Fed’s actions don’t directly help families, they help the nation’s largest financial institutions borrow money for nearly nothing. Even cutting the Prime Interest Rate, commercial banks won’t slash interest rates to ordinary borrowers, especially those with revolving credit. Banks continue, despite borrowing the money for next-to-nothing, charge customers exorbitant interest rates. Average credit card borrowing rate are around 20%, not the zero percent banks borrow from the Fed. Powell’s kidding himself that his move help families. They’re designed to help give stimulus to Wall Street so the stock market doesn’t collapse. All indications point to another major sell-off tomorrow, despite Powell promising the world. Powell understands the limits of the Fed to reverse economic fallout from Covid-19.
Powell expects to start buying treasures or federally-owned mortgage-backed securities as early as tomorrow, looking to add some $700 billion to the Fed’s balance sheet. Slashing the Federal Funds rate allows Congress to borrow more national debt, paying back the Fed at historically low rates. If rates went up with today’s national debt, the government would go under in short order. Given the size of the national debt, about $23.3 trillion, it’s going to be impossible for the Fed to raise rates for the foreseeable future. “The Committee [FOMC] expects to maintain this target range until it is confident that the economy has weathered recent event and is on track to achieve its maximum employment and price stability goals,” Powell said. No one at the Fed knows how long the Covid-19 crisis will paralyze the economy. But the longer it goes, the more damage it causes.
Coming to rescue the battered U.S. economy, Powell hopes to stave off some of the inevitable damage to business, industry and private citizens from the coronavirus.
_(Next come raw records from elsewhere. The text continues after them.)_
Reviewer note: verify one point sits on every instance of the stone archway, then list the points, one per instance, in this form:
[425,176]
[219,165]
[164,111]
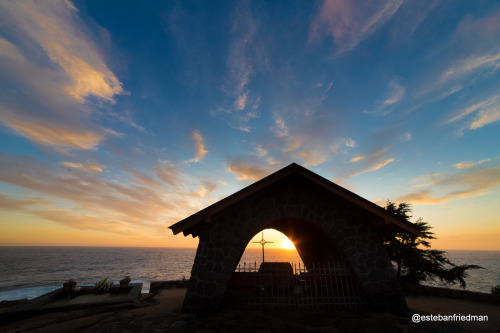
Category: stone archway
[323,223]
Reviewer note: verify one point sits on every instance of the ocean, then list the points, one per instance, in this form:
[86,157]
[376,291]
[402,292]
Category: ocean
[28,272]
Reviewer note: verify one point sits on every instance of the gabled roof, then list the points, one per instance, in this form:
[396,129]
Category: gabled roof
[390,220]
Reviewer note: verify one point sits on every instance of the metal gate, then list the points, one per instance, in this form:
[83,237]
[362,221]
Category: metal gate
[287,286]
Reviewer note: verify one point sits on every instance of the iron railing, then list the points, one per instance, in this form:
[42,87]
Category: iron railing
[295,286]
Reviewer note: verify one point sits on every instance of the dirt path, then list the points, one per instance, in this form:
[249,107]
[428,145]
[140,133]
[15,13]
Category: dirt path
[161,313]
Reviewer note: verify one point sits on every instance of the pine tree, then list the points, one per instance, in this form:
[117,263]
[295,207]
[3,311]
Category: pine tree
[415,261]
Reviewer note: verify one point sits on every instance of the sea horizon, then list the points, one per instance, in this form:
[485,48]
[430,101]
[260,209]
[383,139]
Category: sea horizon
[30,271]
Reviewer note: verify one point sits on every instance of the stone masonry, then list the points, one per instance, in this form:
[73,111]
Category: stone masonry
[323,226]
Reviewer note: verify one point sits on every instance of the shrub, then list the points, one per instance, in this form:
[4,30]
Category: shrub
[103,285]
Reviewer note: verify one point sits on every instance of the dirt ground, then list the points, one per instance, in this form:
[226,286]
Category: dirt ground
[162,313]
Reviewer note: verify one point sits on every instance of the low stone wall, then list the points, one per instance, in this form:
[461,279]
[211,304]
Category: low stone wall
[451,293]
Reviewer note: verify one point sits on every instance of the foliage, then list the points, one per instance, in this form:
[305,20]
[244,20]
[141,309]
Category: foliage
[415,261]
[103,285]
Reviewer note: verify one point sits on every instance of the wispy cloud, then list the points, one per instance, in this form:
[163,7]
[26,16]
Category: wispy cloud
[198,145]
[379,164]
[473,59]
[56,28]
[89,166]
[57,67]
[370,156]
[244,104]
[395,93]
[246,170]
[350,22]
[471,182]
[99,203]
[486,111]
[469,164]
[370,162]
[470,65]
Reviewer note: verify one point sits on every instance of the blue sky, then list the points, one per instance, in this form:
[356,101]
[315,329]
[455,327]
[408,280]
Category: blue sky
[121,118]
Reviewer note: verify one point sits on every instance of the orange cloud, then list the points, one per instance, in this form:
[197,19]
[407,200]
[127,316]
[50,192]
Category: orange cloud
[55,27]
[468,165]
[89,166]
[312,158]
[349,23]
[462,185]
[54,113]
[55,133]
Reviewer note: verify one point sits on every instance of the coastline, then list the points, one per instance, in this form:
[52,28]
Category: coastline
[161,312]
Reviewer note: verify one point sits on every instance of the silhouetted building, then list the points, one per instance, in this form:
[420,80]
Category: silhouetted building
[330,227]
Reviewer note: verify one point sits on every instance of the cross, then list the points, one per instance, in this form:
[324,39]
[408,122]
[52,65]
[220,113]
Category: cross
[263,242]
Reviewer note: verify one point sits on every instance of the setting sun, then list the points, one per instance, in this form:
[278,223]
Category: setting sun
[287,244]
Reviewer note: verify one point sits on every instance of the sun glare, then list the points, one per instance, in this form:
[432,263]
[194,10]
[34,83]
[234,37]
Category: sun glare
[287,244]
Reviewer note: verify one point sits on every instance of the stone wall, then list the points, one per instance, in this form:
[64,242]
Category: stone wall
[322,225]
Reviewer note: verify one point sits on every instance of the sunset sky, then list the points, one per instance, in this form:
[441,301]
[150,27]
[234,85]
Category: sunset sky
[120,118]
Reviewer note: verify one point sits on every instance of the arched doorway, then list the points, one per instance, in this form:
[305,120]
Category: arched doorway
[277,248]
[328,224]
[276,277]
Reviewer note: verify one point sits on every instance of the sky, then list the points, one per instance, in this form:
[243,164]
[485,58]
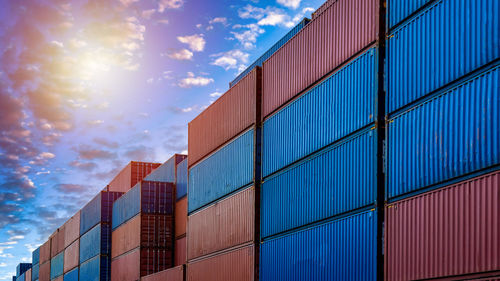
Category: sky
[87,86]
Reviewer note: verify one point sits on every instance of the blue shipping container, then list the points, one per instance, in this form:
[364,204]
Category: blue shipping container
[96,269]
[182,179]
[338,106]
[148,197]
[226,170]
[340,179]
[344,249]
[399,10]
[57,266]
[454,134]
[98,210]
[271,51]
[96,241]
[72,275]
[443,43]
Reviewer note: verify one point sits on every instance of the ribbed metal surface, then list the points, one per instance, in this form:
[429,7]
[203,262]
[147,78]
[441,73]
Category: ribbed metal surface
[224,119]
[338,180]
[450,231]
[341,104]
[398,10]
[271,51]
[344,249]
[451,135]
[223,225]
[223,172]
[337,34]
[441,44]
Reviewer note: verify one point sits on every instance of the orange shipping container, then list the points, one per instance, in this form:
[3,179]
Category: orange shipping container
[180,217]
[71,256]
[235,265]
[225,224]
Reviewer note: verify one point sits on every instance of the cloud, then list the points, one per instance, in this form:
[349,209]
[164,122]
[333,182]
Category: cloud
[195,42]
[193,80]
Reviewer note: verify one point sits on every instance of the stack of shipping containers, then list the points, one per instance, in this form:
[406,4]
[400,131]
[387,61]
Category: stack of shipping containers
[443,140]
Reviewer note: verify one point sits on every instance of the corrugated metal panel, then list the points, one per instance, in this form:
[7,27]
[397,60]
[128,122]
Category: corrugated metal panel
[421,59]
[339,105]
[182,179]
[450,231]
[337,180]
[398,10]
[451,135]
[271,51]
[228,116]
[171,274]
[234,265]
[223,172]
[72,256]
[223,225]
[337,34]
[96,269]
[344,249]
[57,266]
[180,217]
[72,275]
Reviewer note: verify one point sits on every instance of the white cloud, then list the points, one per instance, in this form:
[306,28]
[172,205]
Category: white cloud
[294,4]
[193,80]
[183,54]
[195,42]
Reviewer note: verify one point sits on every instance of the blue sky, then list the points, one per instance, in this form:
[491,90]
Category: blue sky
[87,86]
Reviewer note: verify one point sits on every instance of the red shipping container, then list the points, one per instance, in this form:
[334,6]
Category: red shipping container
[447,232]
[45,252]
[44,271]
[131,175]
[180,251]
[145,230]
[225,224]
[235,265]
[71,255]
[228,116]
[72,229]
[341,31]
[180,217]
[171,274]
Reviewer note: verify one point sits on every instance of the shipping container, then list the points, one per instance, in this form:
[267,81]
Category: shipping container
[421,59]
[98,210]
[167,172]
[180,251]
[72,229]
[338,106]
[72,275]
[57,266]
[234,265]
[96,269]
[343,249]
[340,32]
[451,135]
[227,117]
[72,256]
[144,230]
[148,197]
[225,224]
[446,232]
[96,241]
[339,179]
[131,175]
[171,274]
[234,164]
[271,51]
[182,179]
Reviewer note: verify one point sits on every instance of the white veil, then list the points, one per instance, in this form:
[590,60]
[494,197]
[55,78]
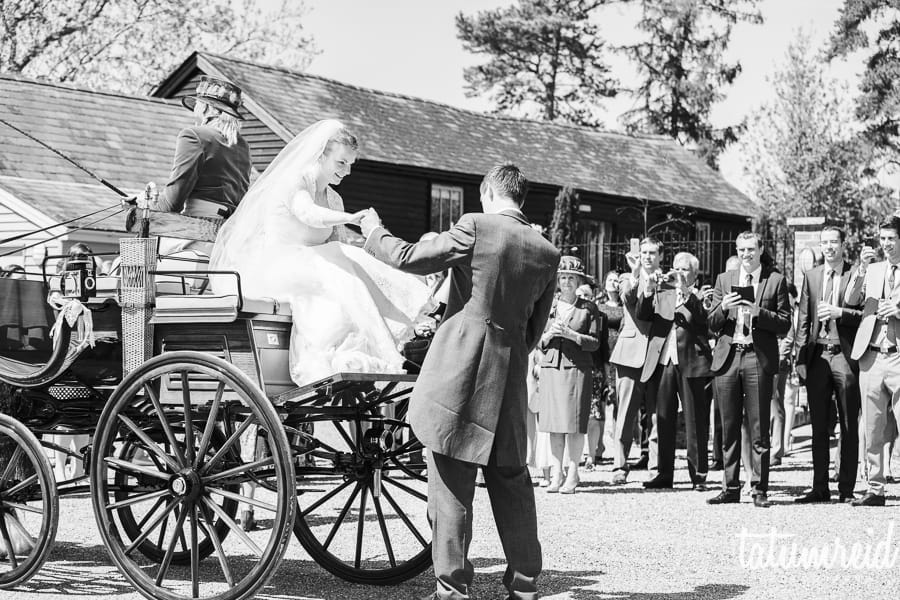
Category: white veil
[245,228]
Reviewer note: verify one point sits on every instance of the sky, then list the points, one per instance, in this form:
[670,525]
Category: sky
[410,47]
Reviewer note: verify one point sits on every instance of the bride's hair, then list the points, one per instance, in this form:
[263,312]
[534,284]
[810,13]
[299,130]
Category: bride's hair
[344,137]
[227,125]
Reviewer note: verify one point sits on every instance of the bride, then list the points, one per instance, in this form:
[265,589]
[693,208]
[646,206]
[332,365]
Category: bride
[288,242]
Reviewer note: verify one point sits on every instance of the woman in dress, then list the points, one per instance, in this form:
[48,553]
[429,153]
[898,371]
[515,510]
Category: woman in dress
[610,304]
[287,242]
[571,336]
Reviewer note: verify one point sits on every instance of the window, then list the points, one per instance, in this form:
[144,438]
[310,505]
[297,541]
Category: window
[446,206]
[704,246]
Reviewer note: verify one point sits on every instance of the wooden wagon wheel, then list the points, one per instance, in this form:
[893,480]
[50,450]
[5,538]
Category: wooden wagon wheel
[134,517]
[362,503]
[29,504]
[182,393]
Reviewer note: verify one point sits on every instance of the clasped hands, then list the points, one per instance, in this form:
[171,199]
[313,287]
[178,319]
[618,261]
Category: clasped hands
[558,329]
[367,219]
[733,300]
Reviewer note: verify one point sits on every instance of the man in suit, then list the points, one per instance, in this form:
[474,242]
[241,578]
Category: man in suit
[876,287]
[824,339]
[629,355]
[745,360]
[211,169]
[469,404]
[677,365]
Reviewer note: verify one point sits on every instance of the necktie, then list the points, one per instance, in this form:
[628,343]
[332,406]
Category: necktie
[745,330]
[827,297]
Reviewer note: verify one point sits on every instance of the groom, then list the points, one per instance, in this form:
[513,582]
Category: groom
[469,404]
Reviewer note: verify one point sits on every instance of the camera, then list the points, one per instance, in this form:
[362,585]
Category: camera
[78,279]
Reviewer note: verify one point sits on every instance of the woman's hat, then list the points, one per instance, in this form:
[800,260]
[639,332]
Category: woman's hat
[218,93]
[571,265]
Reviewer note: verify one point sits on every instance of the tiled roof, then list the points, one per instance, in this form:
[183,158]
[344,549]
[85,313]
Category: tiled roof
[409,131]
[66,200]
[127,140]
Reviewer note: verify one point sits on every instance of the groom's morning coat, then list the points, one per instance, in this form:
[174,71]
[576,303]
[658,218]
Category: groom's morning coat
[470,400]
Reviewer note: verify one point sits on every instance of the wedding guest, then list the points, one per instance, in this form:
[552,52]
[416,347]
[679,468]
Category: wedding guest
[629,356]
[777,421]
[825,332]
[874,286]
[745,360]
[597,418]
[678,363]
[571,336]
[611,305]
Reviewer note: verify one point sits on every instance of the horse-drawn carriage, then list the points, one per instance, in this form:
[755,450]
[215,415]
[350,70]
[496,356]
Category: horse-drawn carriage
[173,387]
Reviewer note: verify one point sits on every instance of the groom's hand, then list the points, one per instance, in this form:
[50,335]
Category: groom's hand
[370,222]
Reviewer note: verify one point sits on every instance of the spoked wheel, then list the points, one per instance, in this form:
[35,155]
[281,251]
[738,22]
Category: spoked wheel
[134,517]
[361,494]
[175,492]
[29,505]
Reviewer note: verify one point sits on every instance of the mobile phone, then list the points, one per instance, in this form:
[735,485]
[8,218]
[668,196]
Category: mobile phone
[745,291]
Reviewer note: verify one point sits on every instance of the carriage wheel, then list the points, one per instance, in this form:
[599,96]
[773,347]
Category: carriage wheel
[134,517]
[29,505]
[361,499]
[179,490]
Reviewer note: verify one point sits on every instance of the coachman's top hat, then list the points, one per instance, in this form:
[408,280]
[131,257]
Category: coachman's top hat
[219,93]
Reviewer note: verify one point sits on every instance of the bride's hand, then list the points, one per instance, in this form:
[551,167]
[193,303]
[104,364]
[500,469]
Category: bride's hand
[356,218]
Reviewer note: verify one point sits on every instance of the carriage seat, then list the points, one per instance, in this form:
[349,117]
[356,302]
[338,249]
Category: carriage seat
[211,308]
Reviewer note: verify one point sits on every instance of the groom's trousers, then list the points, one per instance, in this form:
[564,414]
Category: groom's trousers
[451,489]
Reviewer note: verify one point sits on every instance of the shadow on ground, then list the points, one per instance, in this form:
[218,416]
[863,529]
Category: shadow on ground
[85,571]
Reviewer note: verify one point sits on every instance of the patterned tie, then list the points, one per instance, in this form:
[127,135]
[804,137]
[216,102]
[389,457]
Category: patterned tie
[745,330]
[827,297]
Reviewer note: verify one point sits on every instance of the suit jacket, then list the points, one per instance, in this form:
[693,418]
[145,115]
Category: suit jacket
[588,322]
[774,319]
[631,346]
[205,168]
[866,291]
[808,324]
[470,400]
[691,333]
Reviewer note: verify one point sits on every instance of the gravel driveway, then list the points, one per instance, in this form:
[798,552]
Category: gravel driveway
[602,542]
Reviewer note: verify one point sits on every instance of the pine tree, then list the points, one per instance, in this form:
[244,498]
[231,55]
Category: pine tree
[564,226]
[682,69]
[546,59]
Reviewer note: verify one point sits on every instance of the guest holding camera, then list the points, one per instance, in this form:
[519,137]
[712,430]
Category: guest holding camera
[678,361]
[876,287]
[750,310]
[571,336]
Slashing the Federal Funds Rate to zero will drop a full one percent on the Prime Interest Rate, the rate banks charge their preferred lending customers. How that impacts variable or fixed rates on revolving lines of credit is anyone’s guess. Banks generally don’t pass on the savings to revolving lines of credit. Mortgage interest rates actually increased as the Federal Funds Rate began to drop last week. Adding $1 trillion to temporary banking reserves in New York assures that major banks don’t run out of cash. Fed also suspended banking reserve requirements, allowing banks to make loans without much in reserves. While that sounds good for a crisis, it’s a bad long-term policy that could stretch banks too thin in the future.